Effective Capacity Maximization in Multirelay Networks With a Novel Cross-Layer Transmission Framework and Power-Allocation Scheme

Abstract

Effective capacity (EC) is a valuable metric in investigating the impact of the physical-layer infrastructure on the quality of service (QoS) of the data link layer. By means of the EC, this paper provides a link-layer look at the concept of multirelaying transmission. A closed-form expression for the EC of a multirelay network is derived to simplify the computation of this quantity. It is shown that increasing the number of relays leads to an unavoidable reduction in EC. Some techniques such as best relay selection (BRS) and distributed space-time coding (DSTC) are used to solve this problem.

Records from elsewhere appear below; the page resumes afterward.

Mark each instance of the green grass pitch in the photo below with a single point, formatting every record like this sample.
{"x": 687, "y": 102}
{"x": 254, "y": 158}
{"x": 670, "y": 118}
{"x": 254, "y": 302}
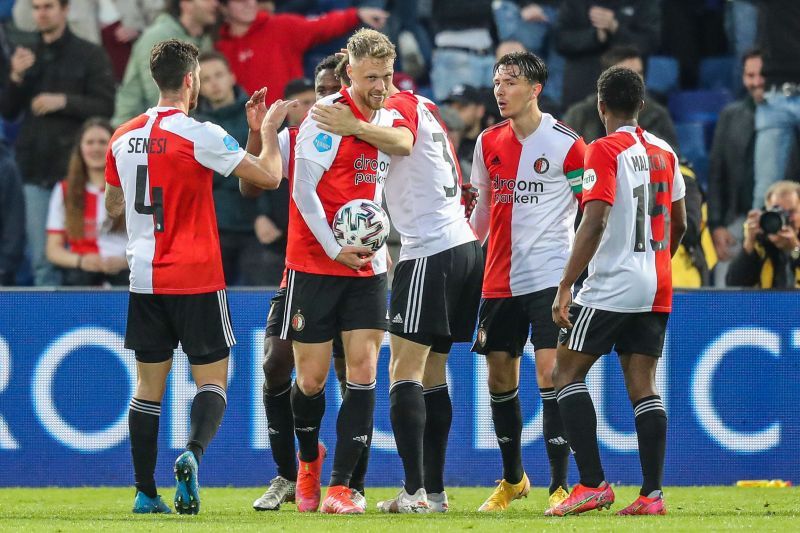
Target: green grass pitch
{"x": 228, "y": 509}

It is found that the EC performance of BRS, DSTC, and direct transmission schemes extremely depends on the amount of QoS exponent θ. Inspired by this dependence, a novel interesting cross-layer relaying transmission framework is introduced, in which the best scheme of transmission is selected for maximizing the EC, according to the amount of θ and the channel gain. Then, by the goal of EC maximization under a given θ, a cross-layer fixed power-allocation (PA) algorithm is proposed based on the particle swarm optimization (PSO) algorithm. The numerical results validate our analytical outcomes and evaluate our proposed algorithms. The complexity of the proposed algorithms is analyzed at the end of this paper.